Murdo Fraser MSP has backed a motoring organisation who have called on the Scottish Government to fit sensors as soon as possible to detect ice forming on cables on the Queensferry Crossing.
The politician has asked Transport Minister Michael Mathieson why sensors were not fitted before the bridge opened in August 2017 due to three alarming incidents on March 16 this year when ice fell from cables and smashed three car windscreens.
With temperatures recently plummeting overnight and a harsh winter predicted by weather forecasters, Mr Fraser fears there will be a repeat of these incidents and is concerned chaos may ensue for motorists with lane closures introduced if ice does fall from the cables of the Queensferry Crossing.
Mr Fraser raised the matter with the Transport Minister at the Scottish Parliament in October and was told that plans are in place to fit the required sensors which detect ice accumulation. Mr Mathieson also told Mr Fraser that the conditions that can lead to a build-up of ice of this kind are “very rare” in the Forth estuary.
The Scottish Government has confirmed that quotations are currently being sought from specialist
providers and that they hope to be in a position to install the sensors in the coming months.
However, Neil Greig, Policy and Research Director of IAM RoadSmart - a UK road safety charitable
organisation - has called on the Scottish Government to fit the sensors promptly in case more
motorists experience the shock of having their windscreens smashed by falling ice this winter.
Commenting, he said: “Drivers need more information about when the ice sensors will be fitted so
they can use the Queensferry Crossing with confidence this winter.
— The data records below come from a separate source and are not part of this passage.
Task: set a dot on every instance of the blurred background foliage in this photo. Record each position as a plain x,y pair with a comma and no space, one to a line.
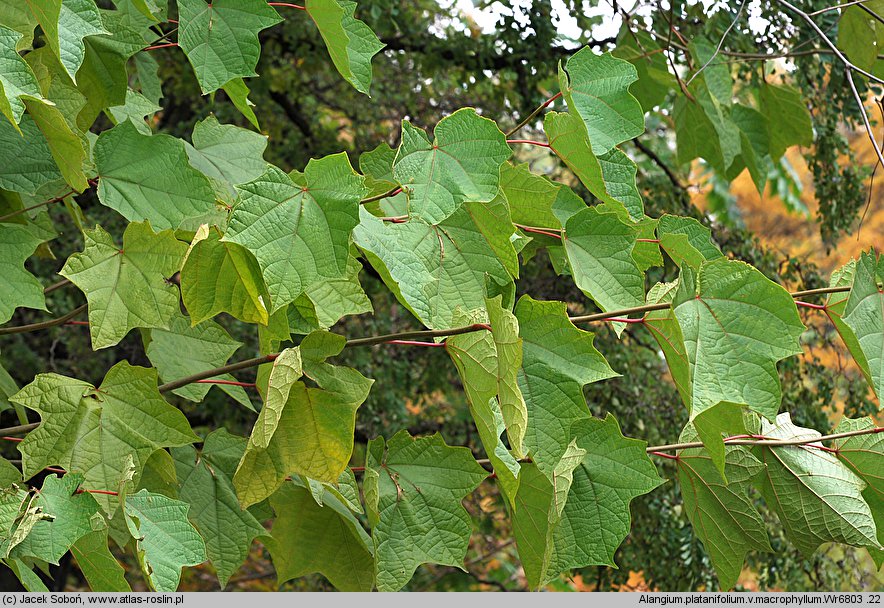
437,59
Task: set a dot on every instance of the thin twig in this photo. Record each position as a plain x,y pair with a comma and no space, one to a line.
772,443
54,286
659,162
18,212
23,329
531,116
387,194
720,44
828,42
836,7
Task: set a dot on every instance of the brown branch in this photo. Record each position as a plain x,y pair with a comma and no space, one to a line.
772,443
659,162
23,329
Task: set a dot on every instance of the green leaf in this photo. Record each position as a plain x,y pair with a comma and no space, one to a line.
736,324
238,93
101,569
287,369
704,128
558,360
488,363
19,513
328,539
655,80
103,78
228,530
567,138
835,305
71,514
27,577
299,227
182,350
94,431
864,455
716,75
140,294
159,475
754,146
788,120
686,240
313,434
334,299
864,315
667,332
138,110
606,469
17,15
816,497
66,23
148,177
599,247
21,288
462,163
26,163
166,540
222,277
419,486
596,88
530,196
857,36
9,474
351,44
221,39
227,154
432,270
619,173
377,166
67,147
614,470
722,514
16,77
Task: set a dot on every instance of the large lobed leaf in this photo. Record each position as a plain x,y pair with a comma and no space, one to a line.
414,496
95,431
126,287
298,226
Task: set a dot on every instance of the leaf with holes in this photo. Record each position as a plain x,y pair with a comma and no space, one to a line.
298,226
147,177
308,537
228,529
313,434
596,88
419,484
220,38
138,293
166,540
351,44
94,431
864,315
461,164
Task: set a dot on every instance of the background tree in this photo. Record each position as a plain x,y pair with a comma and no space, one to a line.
709,95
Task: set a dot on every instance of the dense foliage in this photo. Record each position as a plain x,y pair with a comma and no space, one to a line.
201,238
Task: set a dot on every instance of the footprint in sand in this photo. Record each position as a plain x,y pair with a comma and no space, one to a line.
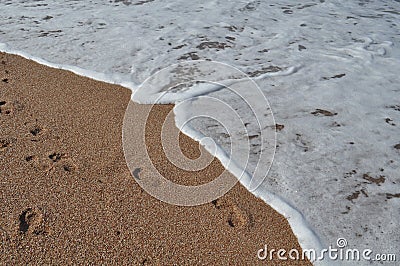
53,162
235,216
32,221
7,108
5,143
Nature has a habit of repeating
very specific sets of weather conditions when you least expect them so high-tech sensors do look the best way forward and should be in place as soon as possible.”
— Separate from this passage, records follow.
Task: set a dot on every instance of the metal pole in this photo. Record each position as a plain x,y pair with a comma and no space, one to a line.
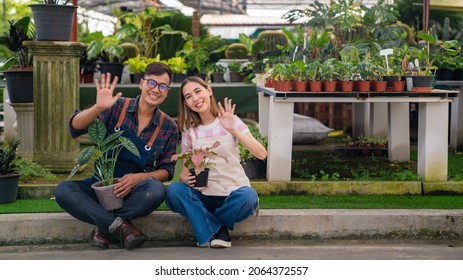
426,15
74,24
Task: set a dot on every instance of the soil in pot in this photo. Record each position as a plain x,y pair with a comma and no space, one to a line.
107,197
363,86
330,86
315,86
300,86
201,178
347,86
379,86
398,86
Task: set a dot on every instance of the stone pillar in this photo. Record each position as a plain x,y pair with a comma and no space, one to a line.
25,128
56,97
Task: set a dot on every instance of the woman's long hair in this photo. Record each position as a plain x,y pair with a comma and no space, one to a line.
188,118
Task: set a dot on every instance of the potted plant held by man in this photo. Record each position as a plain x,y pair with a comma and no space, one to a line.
104,154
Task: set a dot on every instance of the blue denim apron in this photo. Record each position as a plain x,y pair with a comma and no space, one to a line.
128,162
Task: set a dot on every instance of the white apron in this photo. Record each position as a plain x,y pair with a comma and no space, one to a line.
223,177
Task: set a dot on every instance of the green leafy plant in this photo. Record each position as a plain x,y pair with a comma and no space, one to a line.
18,32
138,64
105,48
104,153
56,2
299,70
177,64
329,70
199,159
245,154
196,51
313,71
31,170
216,68
8,156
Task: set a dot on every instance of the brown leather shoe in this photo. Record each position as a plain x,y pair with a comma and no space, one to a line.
132,236
98,239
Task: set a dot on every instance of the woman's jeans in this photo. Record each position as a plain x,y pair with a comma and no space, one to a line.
80,201
208,213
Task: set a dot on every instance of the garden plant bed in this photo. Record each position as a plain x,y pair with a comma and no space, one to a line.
344,151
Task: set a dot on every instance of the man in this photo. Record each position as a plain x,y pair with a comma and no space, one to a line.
140,183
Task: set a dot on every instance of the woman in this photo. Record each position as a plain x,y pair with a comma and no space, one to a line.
229,198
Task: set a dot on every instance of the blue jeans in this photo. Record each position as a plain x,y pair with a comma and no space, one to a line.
80,201
207,213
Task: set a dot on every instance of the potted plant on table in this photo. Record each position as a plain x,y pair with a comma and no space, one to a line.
179,67
253,167
329,71
198,162
104,153
216,72
314,74
137,66
18,67
9,175
109,53
53,20
299,75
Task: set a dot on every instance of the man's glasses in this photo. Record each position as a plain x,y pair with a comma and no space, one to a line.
152,84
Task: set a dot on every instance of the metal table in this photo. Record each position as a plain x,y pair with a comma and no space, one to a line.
276,121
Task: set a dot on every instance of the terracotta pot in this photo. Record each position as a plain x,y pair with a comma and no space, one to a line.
347,86
202,178
270,83
107,197
283,85
379,86
315,86
363,86
300,86
398,86
329,86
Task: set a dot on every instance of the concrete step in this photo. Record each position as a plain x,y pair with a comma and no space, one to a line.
310,188
275,224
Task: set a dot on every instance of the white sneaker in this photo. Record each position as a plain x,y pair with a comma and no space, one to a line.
204,245
221,239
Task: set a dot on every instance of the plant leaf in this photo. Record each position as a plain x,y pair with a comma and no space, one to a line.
112,137
97,131
85,155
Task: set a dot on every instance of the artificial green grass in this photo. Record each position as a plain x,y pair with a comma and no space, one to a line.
287,202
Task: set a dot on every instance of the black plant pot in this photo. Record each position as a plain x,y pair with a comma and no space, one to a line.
53,22
422,81
389,80
255,169
20,86
115,69
9,184
445,74
201,178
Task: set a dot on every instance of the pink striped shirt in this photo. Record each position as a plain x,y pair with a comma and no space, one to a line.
213,129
And Mr Fraser added: “Sensors should have been fitted to the Queensferry Crossing before it opened in August 2017. We now have this very worrying situation where the weather is freezing and it looks like we’re in for a long, cold winter, with the chances of a repeat of the shocking incidents of March 16, when three car windscreens were smashed due to falling ice from the bridge’s cables.
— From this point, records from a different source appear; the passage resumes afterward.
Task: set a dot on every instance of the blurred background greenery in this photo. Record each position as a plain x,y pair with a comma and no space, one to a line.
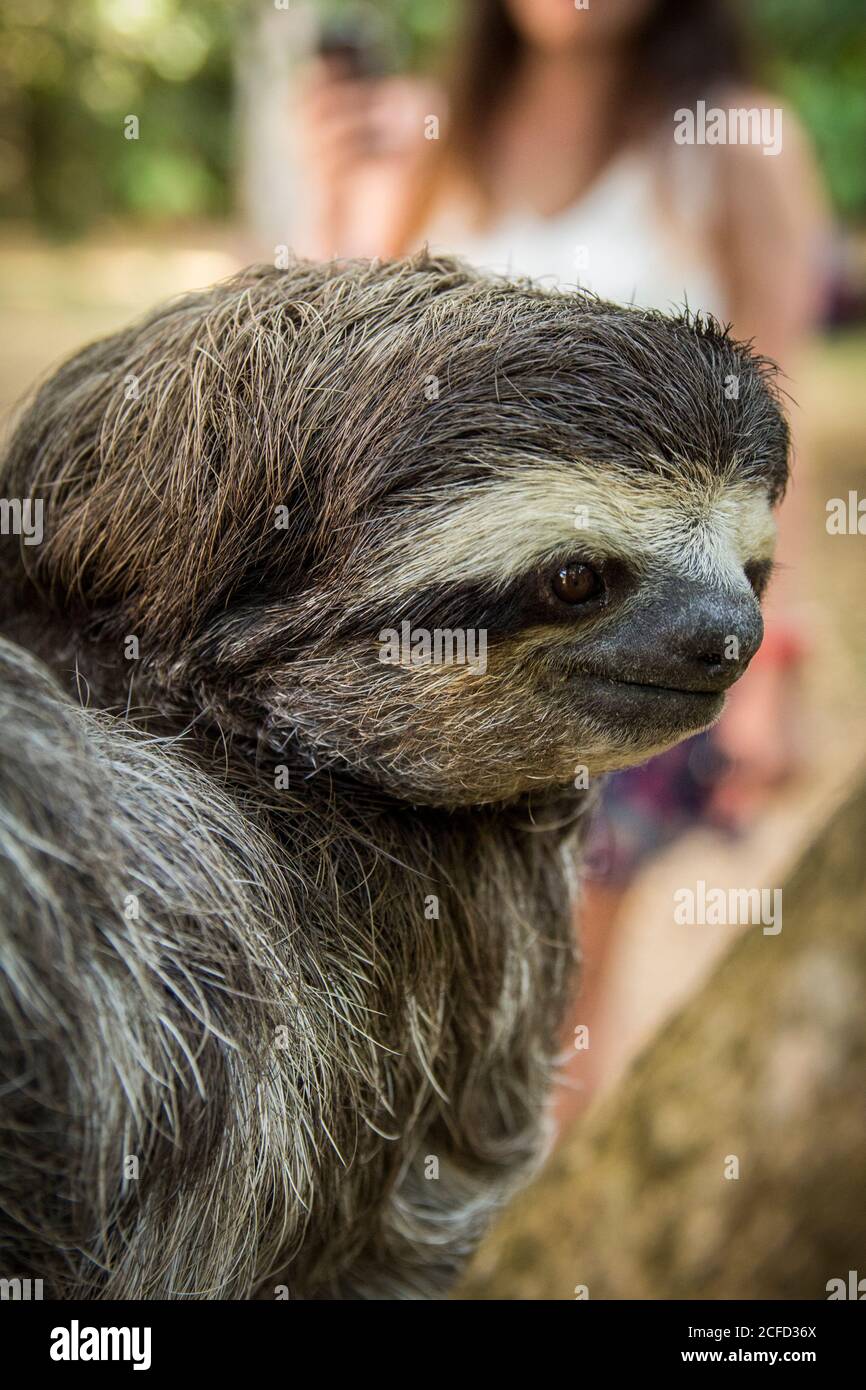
72,72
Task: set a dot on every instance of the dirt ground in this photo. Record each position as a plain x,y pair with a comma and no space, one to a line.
56,298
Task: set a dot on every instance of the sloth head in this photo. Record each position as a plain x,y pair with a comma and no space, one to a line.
452,535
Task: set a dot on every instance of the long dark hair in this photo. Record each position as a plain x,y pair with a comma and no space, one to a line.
679,52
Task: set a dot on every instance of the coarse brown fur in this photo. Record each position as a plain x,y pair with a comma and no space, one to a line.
287,929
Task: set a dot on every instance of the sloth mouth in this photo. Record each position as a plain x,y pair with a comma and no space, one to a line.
670,704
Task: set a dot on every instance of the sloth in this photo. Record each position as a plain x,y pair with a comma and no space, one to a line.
287,918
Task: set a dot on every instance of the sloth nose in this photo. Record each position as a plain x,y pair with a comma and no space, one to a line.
713,635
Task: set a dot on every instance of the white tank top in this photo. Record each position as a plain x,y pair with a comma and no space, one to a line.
613,241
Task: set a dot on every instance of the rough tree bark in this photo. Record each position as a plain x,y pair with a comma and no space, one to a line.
766,1065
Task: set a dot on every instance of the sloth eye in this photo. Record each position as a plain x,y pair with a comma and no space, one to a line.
576,583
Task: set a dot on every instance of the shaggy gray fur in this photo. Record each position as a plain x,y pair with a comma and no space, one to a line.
235,983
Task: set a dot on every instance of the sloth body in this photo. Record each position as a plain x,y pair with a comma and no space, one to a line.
288,926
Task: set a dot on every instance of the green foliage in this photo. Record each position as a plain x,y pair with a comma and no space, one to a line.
72,70
815,54
75,71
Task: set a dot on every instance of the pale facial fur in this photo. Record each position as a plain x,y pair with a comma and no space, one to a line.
520,727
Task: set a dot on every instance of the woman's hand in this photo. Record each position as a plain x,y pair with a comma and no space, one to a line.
360,138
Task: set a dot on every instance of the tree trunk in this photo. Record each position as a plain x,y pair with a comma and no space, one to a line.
762,1073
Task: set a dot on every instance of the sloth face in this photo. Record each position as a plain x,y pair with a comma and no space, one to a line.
548,623
521,534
“There is bad congestion at peak times on the Queensferry Crossing anyway but this will be
compounded if lane closures have to take place due to fears of falling ice from its cables. This would result in chaos for motorists with unbearable tailbacks and frustration for those wishing to either get to work or go home.
“Yet again, the Scottish Government have tried to pull the wool over the people of Scotland by keeping quiet on this alarming issue and claiming there is nothing to worry about, when there obviously is.
Attempting to downplay the seriousness of it by claiming conditions that can lead to a build-up of ice of this kind are very rare on the Forth isn’t good enough.
“I have been told that the Port Mann Bridge in Vancouver, Canada, which has a similar climate as
Scotland encountered the same problem as the Queensferry Crossing. The Canadian authorities
discovered a solution, implemented it and then publicised it – it is mind boggling why the Scottish
Government didn’t go down the same route.”